Legendary Locals of Detroit
Detroit sports a very uneven background. The city dates from 1701, when Antoine de la Mothe Cadillac planted the flag of New France, some seventy five years before America became a nation. Two-thirds of Detroit’s history was spent as little more than a frontier military outpost--home to French farmers and fur traders who shared the fort with the soldiers.
But as the twentieth century arrived, the impact of the automobile roused the city from its slumber. Within a century’s time, the industry set in motion by Henry Ford produced a skyrocketing population, a diverse mosaic of ethnic groups, and levels of culture and affluence rivaled by few other places. The literature of Joyce Carol Oates, the architecture of Albert Kahn and the music fostered by Barry Gordy enriched life and created the “Paris of the Midwest.”

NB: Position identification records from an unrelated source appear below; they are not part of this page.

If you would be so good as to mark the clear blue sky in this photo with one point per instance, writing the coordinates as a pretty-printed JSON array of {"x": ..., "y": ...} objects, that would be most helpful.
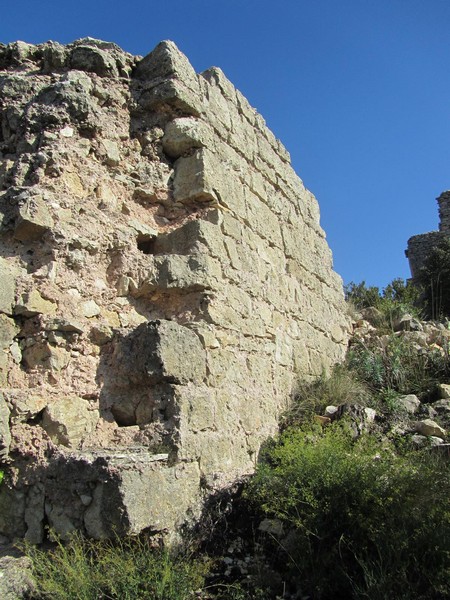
[{"x": 357, "y": 90}]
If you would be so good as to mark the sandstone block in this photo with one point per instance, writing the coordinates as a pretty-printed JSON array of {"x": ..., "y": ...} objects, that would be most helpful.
[
  {"x": 159, "y": 351},
  {"x": 33, "y": 220},
  {"x": 195, "y": 178},
  {"x": 112, "y": 154},
  {"x": 144, "y": 496},
  {"x": 8, "y": 330},
  {"x": 191, "y": 238},
  {"x": 187, "y": 273},
  {"x": 32, "y": 304},
  {"x": 24, "y": 406},
  {"x": 68, "y": 420},
  {"x": 171, "y": 79},
  {"x": 94, "y": 60},
  {"x": 8, "y": 276},
  {"x": 5, "y": 435},
  {"x": 184, "y": 134}
]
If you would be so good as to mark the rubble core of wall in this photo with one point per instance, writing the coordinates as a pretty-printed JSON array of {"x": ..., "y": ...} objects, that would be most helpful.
[
  {"x": 165, "y": 282},
  {"x": 420, "y": 246}
]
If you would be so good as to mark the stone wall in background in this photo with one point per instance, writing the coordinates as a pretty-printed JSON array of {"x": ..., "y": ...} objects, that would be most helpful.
[
  {"x": 165, "y": 283},
  {"x": 420, "y": 246}
]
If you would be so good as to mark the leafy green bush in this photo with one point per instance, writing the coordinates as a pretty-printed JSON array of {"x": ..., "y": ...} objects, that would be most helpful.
[
  {"x": 123, "y": 569},
  {"x": 363, "y": 520}
]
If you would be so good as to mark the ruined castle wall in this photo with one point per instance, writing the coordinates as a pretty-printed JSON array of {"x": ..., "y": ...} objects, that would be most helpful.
[
  {"x": 166, "y": 284},
  {"x": 444, "y": 211},
  {"x": 420, "y": 246}
]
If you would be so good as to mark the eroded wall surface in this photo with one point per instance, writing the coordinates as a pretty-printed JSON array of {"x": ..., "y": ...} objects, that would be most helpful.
[
  {"x": 165, "y": 282},
  {"x": 421, "y": 245}
]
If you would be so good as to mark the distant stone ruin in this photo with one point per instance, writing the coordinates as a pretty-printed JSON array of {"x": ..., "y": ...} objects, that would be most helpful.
[
  {"x": 420, "y": 246},
  {"x": 164, "y": 284}
]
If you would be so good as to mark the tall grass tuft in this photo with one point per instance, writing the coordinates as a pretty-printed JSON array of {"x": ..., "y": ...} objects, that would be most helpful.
[{"x": 119, "y": 569}]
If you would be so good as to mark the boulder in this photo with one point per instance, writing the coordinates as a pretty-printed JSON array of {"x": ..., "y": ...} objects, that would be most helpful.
[
  {"x": 444, "y": 390},
  {"x": 442, "y": 407},
  {"x": 16, "y": 578},
  {"x": 409, "y": 403},
  {"x": 428, "y": 427}
]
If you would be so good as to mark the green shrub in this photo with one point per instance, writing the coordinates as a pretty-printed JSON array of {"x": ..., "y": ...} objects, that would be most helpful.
[
  {"x": 123, "y": 569},
  {"x": 400, "y": 366},
  {"x": 364, "y": 521}
]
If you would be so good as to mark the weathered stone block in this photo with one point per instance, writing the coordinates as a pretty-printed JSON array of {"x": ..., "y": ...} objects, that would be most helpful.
[
  {"x": 32, "y": 303},
  {"x": 68, "y": 420},
  {"x": 94, "y": 60},
  {"x": 5, "y": 435},
  {"x": 8, "y": 276},
  {"x": 184, "y": 134},
  {"x": 33, "y": 220},
  {"x": 159, "y": 351},
  {"x": 186, "y": 273},
  {"x": 195, "y": 178}
]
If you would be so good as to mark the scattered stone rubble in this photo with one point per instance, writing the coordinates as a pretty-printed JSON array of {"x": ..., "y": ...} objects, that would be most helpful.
[
  {"x": 164, "y": 281},
  {"x": 418, "y": 418}
]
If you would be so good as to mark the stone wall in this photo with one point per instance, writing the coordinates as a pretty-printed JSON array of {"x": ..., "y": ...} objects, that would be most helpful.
[
  {"x": 420, "y": 246},
  {"x": 165, "y": 285}
]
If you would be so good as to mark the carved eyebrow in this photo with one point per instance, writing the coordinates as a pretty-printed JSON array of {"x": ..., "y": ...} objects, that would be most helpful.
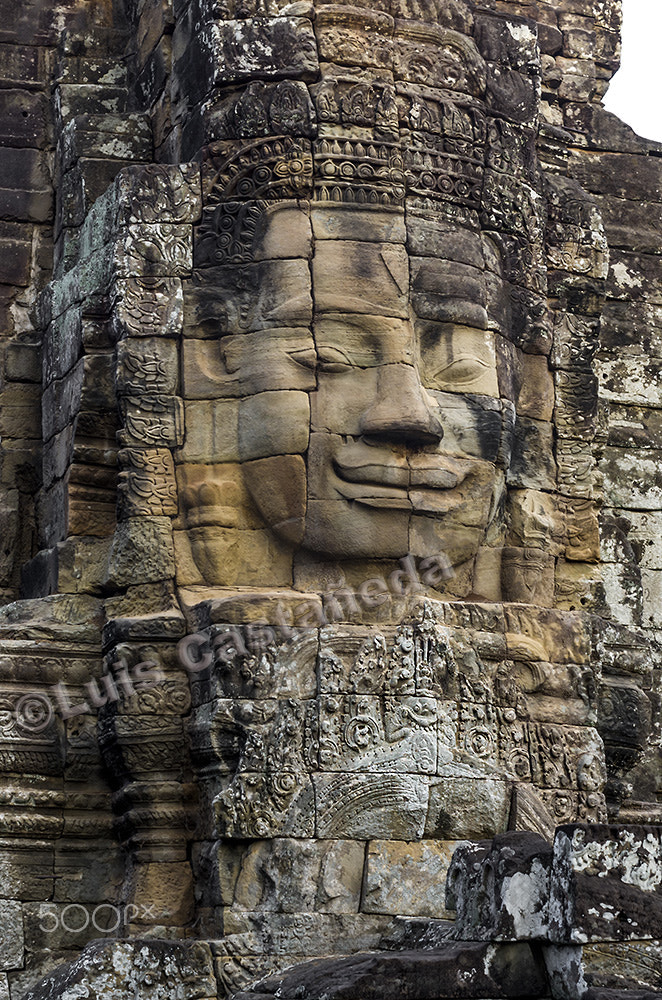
[{"x": 462, "y": 371}]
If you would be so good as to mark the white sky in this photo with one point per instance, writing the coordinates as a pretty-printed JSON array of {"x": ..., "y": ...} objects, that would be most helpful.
[{"x": 635, "y": 93}]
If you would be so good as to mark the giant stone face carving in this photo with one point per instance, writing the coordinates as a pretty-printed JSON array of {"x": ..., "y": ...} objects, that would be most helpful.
[
  {"x": 397, "y": 460},
  {"x": 333, "y": 356}
]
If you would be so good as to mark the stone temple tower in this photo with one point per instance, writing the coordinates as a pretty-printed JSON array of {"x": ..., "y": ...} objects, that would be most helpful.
[{"x": 330, "y": 504}]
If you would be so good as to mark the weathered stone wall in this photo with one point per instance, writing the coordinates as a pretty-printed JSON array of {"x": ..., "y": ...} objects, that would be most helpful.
[{"x": 228, "y": 177}]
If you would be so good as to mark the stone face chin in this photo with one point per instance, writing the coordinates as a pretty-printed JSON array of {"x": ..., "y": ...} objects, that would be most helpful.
[{"x": 330, "y": 504}]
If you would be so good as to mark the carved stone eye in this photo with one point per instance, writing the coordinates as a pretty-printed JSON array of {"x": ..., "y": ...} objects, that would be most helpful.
[
  {"x": 461, "y": 371},
  {"x": 330, "y": 360}
]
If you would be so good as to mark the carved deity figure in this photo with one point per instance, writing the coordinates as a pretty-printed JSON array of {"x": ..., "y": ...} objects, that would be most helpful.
[{"x": 319, "y": 477}]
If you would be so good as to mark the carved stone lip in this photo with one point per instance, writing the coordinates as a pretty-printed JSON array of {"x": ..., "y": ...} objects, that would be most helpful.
[{"x": 386, "y": 485}]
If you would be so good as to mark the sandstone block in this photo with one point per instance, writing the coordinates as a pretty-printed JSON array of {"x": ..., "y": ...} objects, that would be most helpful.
[{"x": 407, "y": 878}]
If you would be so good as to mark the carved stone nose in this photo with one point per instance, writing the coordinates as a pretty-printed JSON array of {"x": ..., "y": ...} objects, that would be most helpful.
[{"x": 400, "y": 412}]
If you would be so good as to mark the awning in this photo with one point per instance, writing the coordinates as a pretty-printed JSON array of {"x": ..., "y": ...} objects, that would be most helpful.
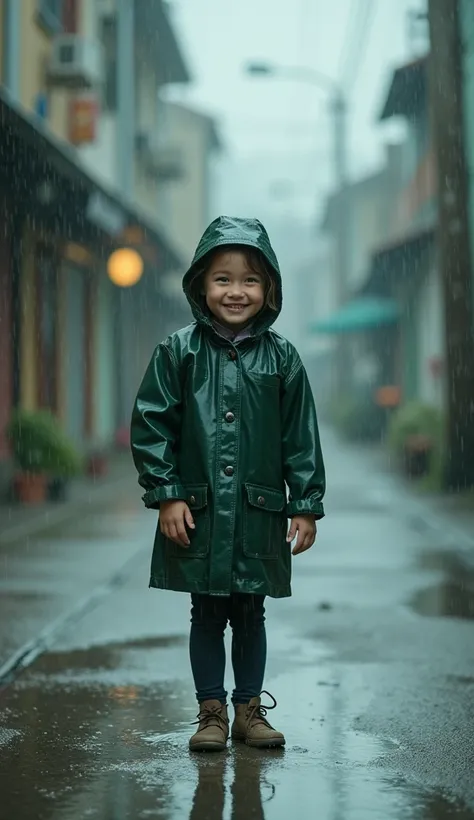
[
  {"x": 43, "y": 173},
  {"x": 407, "y": 90},
  {"x": 358, "y": 316}
]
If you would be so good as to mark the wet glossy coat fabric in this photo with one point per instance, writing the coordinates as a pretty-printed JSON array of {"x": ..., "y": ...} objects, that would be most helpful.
[{"x": 225, "y": 427}]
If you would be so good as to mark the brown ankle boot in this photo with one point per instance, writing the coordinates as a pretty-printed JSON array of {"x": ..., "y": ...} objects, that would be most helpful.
[
  {"x": 213, "y": 728},
  {"x": 251, "y": 726}
]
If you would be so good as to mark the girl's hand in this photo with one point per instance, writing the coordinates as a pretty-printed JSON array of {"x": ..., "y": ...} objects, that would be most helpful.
[
  {"x": 174, "y": 515},
  {"x": 305, "y": 526}
]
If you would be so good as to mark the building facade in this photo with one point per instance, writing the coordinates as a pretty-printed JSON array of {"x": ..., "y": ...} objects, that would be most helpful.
[{"x": 83, "y": 165}]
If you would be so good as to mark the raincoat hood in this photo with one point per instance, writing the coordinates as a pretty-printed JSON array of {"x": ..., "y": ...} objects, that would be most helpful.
[{"x": 228, "y": 230}]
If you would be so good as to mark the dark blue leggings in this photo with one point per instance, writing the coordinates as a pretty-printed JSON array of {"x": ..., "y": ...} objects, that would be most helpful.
[{"x": 209, "y": 617}]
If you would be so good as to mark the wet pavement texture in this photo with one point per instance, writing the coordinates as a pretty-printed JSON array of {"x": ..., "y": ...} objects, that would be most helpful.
[{"x": 371, "y": 662}]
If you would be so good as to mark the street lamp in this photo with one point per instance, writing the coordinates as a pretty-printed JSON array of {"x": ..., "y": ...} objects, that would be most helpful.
[
  {"x": 125, "y": 267},
  {"x": 339, "y": 116}
]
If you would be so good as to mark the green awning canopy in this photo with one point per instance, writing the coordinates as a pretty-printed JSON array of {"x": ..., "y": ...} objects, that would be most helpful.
[{"x": 361, "y": 314}]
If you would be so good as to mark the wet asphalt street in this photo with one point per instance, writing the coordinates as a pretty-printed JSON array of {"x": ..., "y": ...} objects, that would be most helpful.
[{"x": 371, "y": 662}]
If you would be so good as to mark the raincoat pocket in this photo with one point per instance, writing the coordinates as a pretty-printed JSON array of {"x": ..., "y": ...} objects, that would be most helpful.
[
  {"x": 199, "y": 537},
  {"x": 264, "y": 522}
]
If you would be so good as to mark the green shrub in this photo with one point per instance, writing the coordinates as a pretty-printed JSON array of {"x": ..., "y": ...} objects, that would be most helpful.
[
  {"x": 40, "y": 446},
  {"x": 414, "y": 421}
]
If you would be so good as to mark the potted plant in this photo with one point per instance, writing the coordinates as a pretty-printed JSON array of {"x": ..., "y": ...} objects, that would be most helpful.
[
  {"x": 416, "y": 436},
  {"x": 42, "y": 453}
]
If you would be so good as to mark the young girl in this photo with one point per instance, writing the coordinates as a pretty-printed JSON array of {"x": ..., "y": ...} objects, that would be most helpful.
[{"x": 223, "y": 420}]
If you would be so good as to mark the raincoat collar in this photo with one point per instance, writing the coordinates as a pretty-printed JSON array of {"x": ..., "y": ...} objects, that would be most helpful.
[{"x": 227, "y": 230}]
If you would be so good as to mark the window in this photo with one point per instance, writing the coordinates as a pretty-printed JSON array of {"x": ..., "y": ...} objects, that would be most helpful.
[
  {"x": 50, "y": 15},
  {"x": 109, "y": 41}
]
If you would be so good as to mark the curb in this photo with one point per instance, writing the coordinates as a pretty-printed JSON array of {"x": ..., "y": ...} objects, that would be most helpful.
[
  {"x": 35, "y": 647},
  {"x": 57, "y": 516}
]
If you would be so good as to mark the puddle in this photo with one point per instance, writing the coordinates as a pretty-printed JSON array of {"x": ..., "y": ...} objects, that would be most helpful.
[
  {"x": 121, "y": 751},
  {"x": 453, "y": 595}
]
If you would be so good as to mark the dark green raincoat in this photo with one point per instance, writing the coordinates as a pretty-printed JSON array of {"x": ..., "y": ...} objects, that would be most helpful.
[{"x": 224, "y": 427}]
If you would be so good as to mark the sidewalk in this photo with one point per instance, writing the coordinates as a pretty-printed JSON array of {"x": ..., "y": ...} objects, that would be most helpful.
[
  {"x": 18, "y": 520},
  {"x": 454, "y": 512},
  {"x": 57, "y": 560}
]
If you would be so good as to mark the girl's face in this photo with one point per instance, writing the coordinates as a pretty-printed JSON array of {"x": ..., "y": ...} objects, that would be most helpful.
[{"x": 234, "y": 293}]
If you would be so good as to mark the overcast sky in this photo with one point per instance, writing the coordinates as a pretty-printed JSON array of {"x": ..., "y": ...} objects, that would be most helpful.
[
  {"x": 283, "y": 122},
  {"x": 278, "y": 160}
]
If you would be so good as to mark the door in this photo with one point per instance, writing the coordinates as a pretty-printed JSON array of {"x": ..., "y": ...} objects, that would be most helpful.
[{"x": 75, "y": 370}]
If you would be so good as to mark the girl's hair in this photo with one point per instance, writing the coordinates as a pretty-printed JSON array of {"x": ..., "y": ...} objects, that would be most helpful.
[{"x": 256, "y": 263}]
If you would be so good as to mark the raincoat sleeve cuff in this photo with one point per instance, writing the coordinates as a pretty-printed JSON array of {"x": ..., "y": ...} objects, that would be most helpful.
[
  {"x": 167, "y": 492},
  {"x": 307, "y": 506}
]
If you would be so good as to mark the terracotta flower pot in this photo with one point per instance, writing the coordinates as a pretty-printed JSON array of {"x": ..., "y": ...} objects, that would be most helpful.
[{"x": 31, "y": 488}]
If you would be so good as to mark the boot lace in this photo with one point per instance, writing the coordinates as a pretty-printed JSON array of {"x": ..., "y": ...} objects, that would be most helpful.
[
  {"x": 210, "y": 716},
  {"x": 258, "y": 714}
]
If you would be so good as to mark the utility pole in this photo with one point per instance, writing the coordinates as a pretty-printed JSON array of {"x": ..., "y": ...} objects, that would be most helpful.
[
  {"x": 341, "y": 235},
  {"x": 453, "y": 238}
]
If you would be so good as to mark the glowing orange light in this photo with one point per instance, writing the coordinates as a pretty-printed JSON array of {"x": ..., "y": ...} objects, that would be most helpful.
[{"x": 125, "y": 267}]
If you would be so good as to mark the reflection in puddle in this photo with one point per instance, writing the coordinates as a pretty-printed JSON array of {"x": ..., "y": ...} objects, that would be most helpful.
[
  {"x": 453, "y": 595},
  {"x": 122, "y": 753}
]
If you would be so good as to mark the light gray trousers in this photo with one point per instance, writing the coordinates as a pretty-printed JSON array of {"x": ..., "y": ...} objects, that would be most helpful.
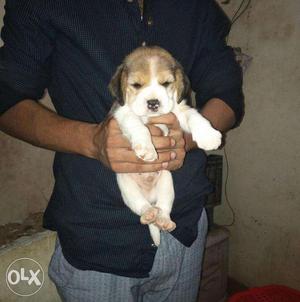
[{"x": 174, "y": 277}]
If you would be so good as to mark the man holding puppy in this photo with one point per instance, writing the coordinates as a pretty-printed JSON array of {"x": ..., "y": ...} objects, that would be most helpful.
[{"x": 103, "y": 253}]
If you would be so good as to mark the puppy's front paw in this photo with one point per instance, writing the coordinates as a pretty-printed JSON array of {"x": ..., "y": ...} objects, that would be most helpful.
[
  {"x": 207, "y": 138},
  {"x": 165, "y": 223},
  {"x": 145, "y": 151},
  {"x": 149, "y": 215}
]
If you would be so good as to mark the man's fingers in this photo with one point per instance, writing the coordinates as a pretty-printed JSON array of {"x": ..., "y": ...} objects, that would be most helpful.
[
  {"x": 163, "y": 142},
  {"x": 154, "y": 130},
  {"x": 169, "y": 119},
  {"x": 117, "y": 141}
]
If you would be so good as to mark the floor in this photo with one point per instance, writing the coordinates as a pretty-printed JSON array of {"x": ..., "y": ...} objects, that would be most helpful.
[{"x": 235, "y": 287}]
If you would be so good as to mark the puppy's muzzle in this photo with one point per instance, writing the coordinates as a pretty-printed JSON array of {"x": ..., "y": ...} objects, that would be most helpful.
[{"x": 153, "y": 104}]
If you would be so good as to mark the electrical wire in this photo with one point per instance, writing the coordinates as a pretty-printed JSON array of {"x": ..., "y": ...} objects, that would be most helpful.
[
  {"x": 226, "y": 193},
  {"x": 238, "y": 13}
]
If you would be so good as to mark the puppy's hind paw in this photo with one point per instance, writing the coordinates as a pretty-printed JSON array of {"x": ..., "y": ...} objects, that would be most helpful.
[{"x": 149, "y": 215}]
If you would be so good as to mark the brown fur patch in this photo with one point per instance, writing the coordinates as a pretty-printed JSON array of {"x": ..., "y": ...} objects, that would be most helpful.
[{"x": 136, "y": 70}]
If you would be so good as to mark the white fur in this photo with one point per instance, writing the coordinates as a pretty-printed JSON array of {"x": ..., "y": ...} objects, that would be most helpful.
[{"x": 154, "y": 204}]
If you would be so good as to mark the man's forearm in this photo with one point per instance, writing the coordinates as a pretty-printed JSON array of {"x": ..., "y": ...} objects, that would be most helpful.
[
  {"x": 35, "y": 124},
  {"x": 220, "y": 115}
]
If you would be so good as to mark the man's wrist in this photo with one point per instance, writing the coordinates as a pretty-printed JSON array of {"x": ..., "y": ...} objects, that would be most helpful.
[{"x": 87, "y": 134}]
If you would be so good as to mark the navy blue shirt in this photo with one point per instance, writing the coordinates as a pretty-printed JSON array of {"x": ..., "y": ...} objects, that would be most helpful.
[{"x": 72, "y": 48}]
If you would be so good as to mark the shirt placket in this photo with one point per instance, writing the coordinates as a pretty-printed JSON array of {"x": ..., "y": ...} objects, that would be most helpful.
[{"x": 142, "y": 20}]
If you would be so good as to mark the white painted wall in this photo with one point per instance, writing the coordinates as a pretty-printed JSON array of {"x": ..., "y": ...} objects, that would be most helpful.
[{"x": 264, "y": 153}]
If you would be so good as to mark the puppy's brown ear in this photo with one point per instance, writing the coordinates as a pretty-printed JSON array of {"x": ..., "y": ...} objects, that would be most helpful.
[
  {"x": 115, "y": 85},
  {"x": 183, "y": 85}
]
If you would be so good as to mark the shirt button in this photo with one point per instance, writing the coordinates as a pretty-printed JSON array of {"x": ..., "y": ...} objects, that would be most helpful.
[{"x": 150, "y": 21}]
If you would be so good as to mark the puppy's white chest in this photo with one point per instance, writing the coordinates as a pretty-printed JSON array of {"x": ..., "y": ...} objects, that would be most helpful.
[{"x": 146, "y": 181}]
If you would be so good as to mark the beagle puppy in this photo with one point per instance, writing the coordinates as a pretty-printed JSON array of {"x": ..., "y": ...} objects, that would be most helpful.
[{"x": 150, "y": 82}]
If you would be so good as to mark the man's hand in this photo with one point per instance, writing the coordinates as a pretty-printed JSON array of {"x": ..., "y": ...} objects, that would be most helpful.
[{"x": 114, "y": 150}]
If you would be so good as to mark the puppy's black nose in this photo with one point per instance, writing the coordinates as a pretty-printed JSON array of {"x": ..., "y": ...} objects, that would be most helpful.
[{"x": 153, "y": 104}]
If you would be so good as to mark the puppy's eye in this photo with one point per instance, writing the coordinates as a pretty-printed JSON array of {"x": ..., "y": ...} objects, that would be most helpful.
[
  {"x": 136, "y": 85},
  {"x": 166, "y": 84}
]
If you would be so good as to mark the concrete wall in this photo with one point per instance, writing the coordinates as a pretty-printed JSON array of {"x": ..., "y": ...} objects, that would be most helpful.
[
  {"x": 264, "y": 153},
  {"x": 25, "y": 174},
  {"x": 38, "y": 247}
]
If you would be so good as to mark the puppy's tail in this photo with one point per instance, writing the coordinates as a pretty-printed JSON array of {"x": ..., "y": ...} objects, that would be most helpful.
[{"x": 155, "y": 233}]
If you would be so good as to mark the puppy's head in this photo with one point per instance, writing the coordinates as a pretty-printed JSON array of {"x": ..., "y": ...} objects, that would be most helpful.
[{"x": 150, "y": 81}]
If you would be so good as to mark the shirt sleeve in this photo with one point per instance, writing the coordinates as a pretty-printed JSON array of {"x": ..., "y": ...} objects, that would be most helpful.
[
  {"x": 215, "y": 73},
  {"x": 25, "y": 55}
]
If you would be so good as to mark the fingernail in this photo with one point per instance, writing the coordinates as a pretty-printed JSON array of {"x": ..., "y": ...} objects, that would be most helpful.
[
  {"x": 165, "y": 165},
  {"x": 173, "y": 155}
]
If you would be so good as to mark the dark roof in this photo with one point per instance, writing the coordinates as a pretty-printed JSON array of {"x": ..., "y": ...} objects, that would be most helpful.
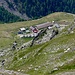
[{"x": 44, "y": 25}]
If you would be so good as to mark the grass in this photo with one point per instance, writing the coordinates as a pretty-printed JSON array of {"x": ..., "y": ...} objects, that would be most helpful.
[{"x": 43, "y": 58}]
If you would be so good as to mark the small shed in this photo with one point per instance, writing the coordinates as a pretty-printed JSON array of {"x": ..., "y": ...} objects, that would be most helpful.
[
  {"x": 22, "y": 29},
  {"x": 44, "y": 25}
]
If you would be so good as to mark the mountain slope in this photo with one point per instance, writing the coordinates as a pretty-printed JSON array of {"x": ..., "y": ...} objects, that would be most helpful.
[{"x": 55, "y": 56}]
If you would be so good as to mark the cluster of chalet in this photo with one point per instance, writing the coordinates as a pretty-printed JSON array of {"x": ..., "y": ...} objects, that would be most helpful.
[{"x": 34, "y": 30}]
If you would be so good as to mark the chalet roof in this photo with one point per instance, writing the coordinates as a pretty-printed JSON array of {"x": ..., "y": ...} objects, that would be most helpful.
[
  {"x": 22, "y": 29},
  {"x": 44, "y": 25}
]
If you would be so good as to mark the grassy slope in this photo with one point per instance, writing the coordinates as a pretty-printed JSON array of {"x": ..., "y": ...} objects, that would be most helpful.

But growing pains were inevitable: growing racial instability culminated in the insurrection of 1967, inflicting deep wounds, yet creating new opportunities for harmony and justice, capitalized on by Rev. William Cunningham. Today, work continues to remove the tarnish from this corner of the “Rust Belt.”
About Paul Vachon (Detroit, Michigan Author)
Paul Vachon is a lifelong resident of Detroit, Michigan. He earned a B.A. degree in liberal arts from Sacred Heart Seminary College in Detroit 1982. He is a freelance writer specializing in local history, historical preservation and popular culture.